Combinatorics with SageMath: Databases¶

Nadia Lafrenière¶

Dartmouth College (🇺🇸) $\xrightarrow{🚌}$ Concordia University (🇨🇦)¶

EAUMP-ICTP School on Enumerative Combinatorics¶

Arusha, Tanzania, July 28, 2023¶

Interface with databases¶

Two principles of SageMath that we have encoutered before:

  • It works well with other open-source software
  • SageMath serves as a knowledge base: it countains a lot of algorithms and description of objects

The same principle is true for open databases!

  • OEIS
  • FindStat
  • A few other databases for knots, elliptic curves, etc.

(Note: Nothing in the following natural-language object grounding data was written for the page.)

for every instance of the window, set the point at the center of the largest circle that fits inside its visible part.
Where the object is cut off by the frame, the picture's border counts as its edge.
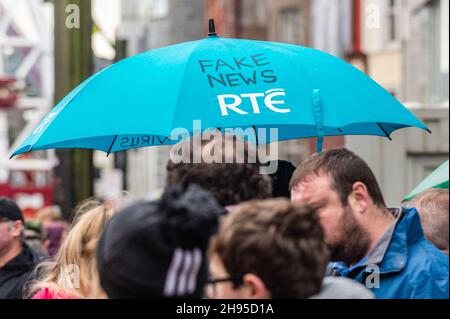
(433, 78)
(290, 29)
(160, 8)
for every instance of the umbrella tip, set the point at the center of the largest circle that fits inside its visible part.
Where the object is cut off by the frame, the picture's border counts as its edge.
(212, 28)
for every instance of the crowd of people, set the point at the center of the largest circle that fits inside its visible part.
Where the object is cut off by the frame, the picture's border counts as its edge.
(226, 231)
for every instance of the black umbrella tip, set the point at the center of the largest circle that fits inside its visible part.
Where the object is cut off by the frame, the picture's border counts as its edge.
(212, 28)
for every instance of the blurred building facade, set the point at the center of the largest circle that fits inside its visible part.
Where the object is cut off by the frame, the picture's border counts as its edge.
(406, 43)
(403, 45)
(26, 94)
(148, 25)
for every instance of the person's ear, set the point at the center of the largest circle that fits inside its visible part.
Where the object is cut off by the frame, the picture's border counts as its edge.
(359, 197)
(16, 229)
(256, 289)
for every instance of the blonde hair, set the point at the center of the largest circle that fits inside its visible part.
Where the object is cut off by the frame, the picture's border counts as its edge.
(73, 273)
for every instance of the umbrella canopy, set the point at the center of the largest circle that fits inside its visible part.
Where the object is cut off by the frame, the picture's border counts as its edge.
(437, 179)
(225, 83)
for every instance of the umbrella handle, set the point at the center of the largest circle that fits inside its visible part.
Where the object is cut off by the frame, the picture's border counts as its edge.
(318, 118)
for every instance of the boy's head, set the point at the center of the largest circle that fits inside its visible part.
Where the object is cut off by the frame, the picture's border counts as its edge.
(268, 249)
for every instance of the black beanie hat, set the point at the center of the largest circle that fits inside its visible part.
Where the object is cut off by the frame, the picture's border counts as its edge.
(158, 249)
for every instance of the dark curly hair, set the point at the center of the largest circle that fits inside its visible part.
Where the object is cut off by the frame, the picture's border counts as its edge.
(280, 242)
(230, 182)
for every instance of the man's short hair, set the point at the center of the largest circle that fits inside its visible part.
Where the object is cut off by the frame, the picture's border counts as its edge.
(230, 183)
(279, 241)
(345, 169)
(432, 206)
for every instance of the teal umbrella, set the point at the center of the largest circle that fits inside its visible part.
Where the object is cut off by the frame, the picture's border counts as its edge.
(437, 179)
(225, 83)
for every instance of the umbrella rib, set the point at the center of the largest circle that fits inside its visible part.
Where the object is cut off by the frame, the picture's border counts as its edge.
(110, 147)
(384, 131)
(256, 135)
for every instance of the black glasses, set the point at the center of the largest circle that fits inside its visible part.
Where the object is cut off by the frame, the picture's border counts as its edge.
(211, 284)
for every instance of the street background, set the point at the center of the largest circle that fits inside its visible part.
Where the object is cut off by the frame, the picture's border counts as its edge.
(49, 47)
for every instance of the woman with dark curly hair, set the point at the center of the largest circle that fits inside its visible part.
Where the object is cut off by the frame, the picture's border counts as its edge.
(231, 177)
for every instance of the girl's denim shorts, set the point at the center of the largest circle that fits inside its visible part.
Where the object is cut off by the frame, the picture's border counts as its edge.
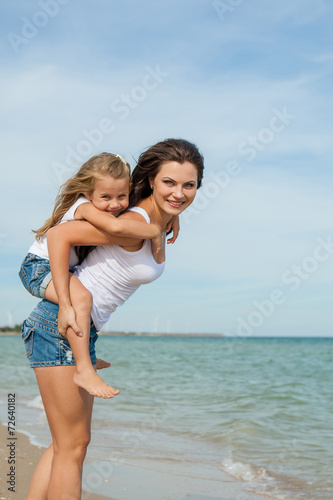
(35, 274)
(44, 345)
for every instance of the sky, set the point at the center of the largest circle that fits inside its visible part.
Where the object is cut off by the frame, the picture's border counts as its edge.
(249, 82)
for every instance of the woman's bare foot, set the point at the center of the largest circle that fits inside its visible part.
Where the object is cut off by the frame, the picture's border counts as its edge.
(100, 364)
(92, 383)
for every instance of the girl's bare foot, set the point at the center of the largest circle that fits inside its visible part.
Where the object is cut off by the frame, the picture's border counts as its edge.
(100, 364)
(92, 383)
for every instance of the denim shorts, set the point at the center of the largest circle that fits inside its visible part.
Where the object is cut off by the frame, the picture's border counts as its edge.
(35, 274)
(44, 345)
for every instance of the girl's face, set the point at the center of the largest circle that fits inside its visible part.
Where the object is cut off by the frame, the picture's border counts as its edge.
(175, 186)
(110, 194)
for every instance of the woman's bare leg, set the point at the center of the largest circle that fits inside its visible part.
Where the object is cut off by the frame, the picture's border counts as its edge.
(68, 409)
(41, 477)
(85, 375)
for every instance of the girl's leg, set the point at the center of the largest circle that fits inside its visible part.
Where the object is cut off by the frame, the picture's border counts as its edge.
(68, 409)
(85, 375)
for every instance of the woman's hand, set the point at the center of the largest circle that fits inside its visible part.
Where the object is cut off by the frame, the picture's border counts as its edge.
(174, 225)
(66, 319)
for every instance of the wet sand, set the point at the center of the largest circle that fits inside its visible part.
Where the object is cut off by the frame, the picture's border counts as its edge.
(26, 458)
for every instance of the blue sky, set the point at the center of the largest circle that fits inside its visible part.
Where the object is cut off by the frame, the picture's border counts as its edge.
(249, 82)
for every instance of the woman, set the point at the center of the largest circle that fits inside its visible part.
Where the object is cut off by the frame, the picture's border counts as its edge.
(165, 181)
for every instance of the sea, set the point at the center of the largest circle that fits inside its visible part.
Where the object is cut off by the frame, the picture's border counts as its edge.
(256, 410)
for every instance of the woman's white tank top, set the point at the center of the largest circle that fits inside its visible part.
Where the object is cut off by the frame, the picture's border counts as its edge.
(112, 275)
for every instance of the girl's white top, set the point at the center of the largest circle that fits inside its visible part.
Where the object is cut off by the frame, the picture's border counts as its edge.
(112, 275)
(40, 247)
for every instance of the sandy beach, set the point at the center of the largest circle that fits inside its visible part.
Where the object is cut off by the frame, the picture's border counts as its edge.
(129, 481)
(27, 456)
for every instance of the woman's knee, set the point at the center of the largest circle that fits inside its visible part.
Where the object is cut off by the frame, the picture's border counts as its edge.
(74, 447)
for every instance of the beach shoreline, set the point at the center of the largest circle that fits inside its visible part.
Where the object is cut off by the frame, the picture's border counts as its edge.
(18, 465)
(128, 479)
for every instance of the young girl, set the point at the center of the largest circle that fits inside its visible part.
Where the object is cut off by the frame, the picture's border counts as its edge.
(97, 193)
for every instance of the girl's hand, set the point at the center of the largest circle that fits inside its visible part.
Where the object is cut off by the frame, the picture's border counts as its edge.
(66, 319)
(174, 225)
(157, 241)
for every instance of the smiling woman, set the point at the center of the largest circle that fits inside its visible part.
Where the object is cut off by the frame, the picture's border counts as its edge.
(165, 181)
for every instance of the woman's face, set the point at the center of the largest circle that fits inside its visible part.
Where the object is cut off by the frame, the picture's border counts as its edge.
(175, 186)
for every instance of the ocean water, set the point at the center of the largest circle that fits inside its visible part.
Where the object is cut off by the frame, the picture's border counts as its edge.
(259, 409)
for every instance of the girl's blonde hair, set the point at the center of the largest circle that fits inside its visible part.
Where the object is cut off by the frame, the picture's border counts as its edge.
(84, 182)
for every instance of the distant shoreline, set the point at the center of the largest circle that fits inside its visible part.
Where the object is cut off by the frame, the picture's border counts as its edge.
(144, 334)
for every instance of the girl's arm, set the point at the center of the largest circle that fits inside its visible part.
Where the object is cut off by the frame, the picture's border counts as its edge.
(59, 240)
(119, 226)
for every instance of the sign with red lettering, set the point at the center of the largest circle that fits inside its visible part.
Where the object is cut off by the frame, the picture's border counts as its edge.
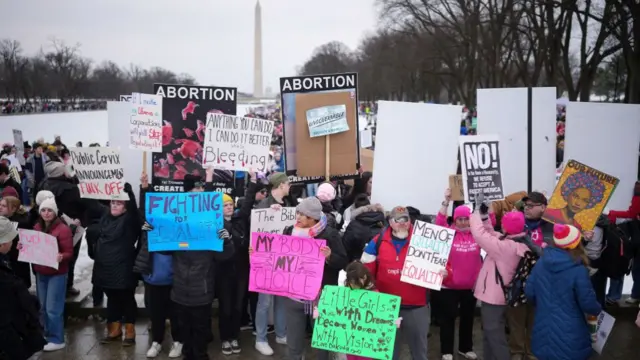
(145, 123)
(237, 143)
(427, 255)
(288, 266)
(100, 173)
(38, 248)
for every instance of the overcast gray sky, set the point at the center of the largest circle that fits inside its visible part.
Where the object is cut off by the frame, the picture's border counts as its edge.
(210, 39)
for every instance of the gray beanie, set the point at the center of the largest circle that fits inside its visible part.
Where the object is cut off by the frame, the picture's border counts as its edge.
(310, 207)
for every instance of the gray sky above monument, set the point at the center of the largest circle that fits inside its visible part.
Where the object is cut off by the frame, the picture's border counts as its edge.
(210, 39)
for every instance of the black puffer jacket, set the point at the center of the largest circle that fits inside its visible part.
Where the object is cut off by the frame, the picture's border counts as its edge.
(367, 222)
(113, 240)
(338, 259)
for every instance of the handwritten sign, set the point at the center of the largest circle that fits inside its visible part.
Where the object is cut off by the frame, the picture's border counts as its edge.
(145, 123)
(356, 322)
(428, 254)
(327, 120)
(184, 221)
(272, 221)
(237, 143)
(286, 265)
(38, 248)
(100, 172)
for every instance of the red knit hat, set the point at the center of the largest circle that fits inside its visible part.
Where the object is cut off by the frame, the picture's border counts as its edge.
(566, 236)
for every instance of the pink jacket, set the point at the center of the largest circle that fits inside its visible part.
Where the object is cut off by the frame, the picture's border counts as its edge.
(503, 255)
(464, 261)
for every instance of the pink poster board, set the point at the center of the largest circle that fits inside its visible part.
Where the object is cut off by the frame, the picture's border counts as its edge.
(286, 265)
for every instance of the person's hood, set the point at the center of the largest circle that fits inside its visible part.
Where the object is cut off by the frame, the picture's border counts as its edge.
(369, 214)
(558, 260)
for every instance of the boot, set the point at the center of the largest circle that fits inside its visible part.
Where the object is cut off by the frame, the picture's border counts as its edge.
(129, 334)
(114, 333)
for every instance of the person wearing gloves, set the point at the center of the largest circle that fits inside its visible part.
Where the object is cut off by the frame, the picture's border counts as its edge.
(311, 222)
(560, 289)
(51, 284)
(112, 245)
(456, 296)
(384, 256)
(503, 255)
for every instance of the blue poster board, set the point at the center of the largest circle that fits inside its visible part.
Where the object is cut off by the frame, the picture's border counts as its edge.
(184, 221)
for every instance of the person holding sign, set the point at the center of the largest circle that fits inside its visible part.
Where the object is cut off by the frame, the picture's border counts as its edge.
(312, 223)
(384, 256)
(52, 283)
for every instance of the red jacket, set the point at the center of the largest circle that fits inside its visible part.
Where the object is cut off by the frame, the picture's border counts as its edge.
(385, 264)
(62, 232)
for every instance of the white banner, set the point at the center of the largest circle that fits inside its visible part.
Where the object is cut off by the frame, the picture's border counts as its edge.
(145, 123)
(237, 143)
(100, 172)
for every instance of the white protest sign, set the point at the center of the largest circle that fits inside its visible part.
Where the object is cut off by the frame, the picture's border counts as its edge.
(327, 120)
(100, 172)
(272, 221)
(480, 167)
(603, 330)
(428, 254)
(38, 248)
(237, 143)
(18, 142)
(145, 123)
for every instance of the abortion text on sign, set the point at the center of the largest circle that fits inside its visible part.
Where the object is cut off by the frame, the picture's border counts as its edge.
(38, 248)
(428, 254)
(100, 173)
(356, 322)
(272, 221)
(184, 221)
(481, 167)
(286, 265)
(145, 124)
(237, 143)
(327, 120)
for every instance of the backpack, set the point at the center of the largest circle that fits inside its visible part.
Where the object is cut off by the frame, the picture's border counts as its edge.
(617, 252)
(514, 291)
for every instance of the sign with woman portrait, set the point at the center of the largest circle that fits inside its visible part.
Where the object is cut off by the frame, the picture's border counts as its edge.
(580, 196)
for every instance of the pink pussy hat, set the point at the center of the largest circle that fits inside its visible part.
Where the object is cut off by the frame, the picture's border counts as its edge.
(513, 223)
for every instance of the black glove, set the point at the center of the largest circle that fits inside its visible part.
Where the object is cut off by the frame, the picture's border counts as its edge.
(224, 234)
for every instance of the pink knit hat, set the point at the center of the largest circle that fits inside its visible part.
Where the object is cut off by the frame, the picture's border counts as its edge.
(326, 192)
(461, 211)
(513, 223)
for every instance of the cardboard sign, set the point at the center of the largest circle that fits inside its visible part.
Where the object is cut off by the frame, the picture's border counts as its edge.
(457, 187)
(187, 221)
(305, 156)
(100, 172)
(356, 322)
(428, 254)
(185, 109)
(237, 143)
(38, 248)
(145, 123)
(327, 120)
(480, 167)
(580, 196)
(286, 265)
(272, 221)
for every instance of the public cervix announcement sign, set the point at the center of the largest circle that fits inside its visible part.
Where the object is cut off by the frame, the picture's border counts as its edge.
(427, 255)
(100, 173)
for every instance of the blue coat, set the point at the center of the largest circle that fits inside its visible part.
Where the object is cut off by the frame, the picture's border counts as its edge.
(560, 288)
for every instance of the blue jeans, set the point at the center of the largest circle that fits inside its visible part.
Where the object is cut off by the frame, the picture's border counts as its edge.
(52, 291)
(262, 316)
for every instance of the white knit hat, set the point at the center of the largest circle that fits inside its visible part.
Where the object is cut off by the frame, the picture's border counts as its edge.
(42, 195)
(49, 203)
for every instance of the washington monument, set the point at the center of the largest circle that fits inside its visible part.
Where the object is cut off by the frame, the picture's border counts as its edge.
(257, 53)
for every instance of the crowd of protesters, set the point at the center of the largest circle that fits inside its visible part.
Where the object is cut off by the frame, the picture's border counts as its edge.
(548, 319)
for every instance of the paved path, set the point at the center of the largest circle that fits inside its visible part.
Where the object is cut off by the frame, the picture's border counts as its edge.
(82, 344)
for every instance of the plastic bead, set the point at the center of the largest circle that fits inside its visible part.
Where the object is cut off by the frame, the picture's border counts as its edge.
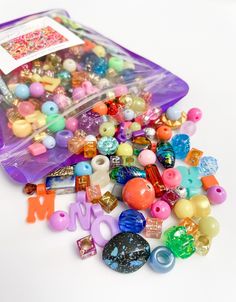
(147, 157)
(161, 260)
(216, 195)
(181, 145)
(138, 193)
(83, 168)
(209, 226)
(160, 209)
(194, 115)
(171, 178)
(59, 221)
(131, 221)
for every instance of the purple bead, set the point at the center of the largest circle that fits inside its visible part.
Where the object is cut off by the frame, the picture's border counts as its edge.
(62, 137)
(216, 194)
(59, 221)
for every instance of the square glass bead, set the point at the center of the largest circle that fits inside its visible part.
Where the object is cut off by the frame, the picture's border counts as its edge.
(90, 149)
(108, 202)
(93, 193)
(153, 228)
(82, 182)
(86, 247)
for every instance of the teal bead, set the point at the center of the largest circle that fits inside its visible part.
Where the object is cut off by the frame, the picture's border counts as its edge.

Online Encyclopedia of Integer Sequences: https://oeis.org/¶

  • An integer sequence is a function $\{1,2,3,\ldots\} \to \mathbb{Z}$ (so it has a first term, and may have a last term; all images are integers).
  • Likely the most important database for math.
  • Very useful for number theory and combinatorics.
  • Contains 364,067 sequences (as of Wednesday)!
  • Beyond the data, entries contain formulae, generating functions, properties and references

OEIS examples¶

Catalan numbers¶

https://oeis.org/A000108

A refinement of the Catalan numbers are the Narayana numbers.

In [1]:
oeis('narayana')
Out[1]:
0: A001263: Triangle of Narayana numbers T(n,k) = C(n-1,k-1)*C(n,k-1)/k with 1 <= k <= n, read by rows. Also called the Catalan triangle.
1: A000930: Narayana's cows sequence: a(0) = a(1) = a(2) = 1; thereafter a(n) = a(n-1) + a(n-3).
2: A090181: Triangle of Narayana (A001263) with 0 <= k <= n, read by rows.

https://oeis.org/A001263

What is your favourite sequence?

Some more famous sequences:

  • The prime numbers, A000040
  • The Fibonacci numbers, A000045

And sequences with two parameters also appear in the OEIS, as an array or a triangle.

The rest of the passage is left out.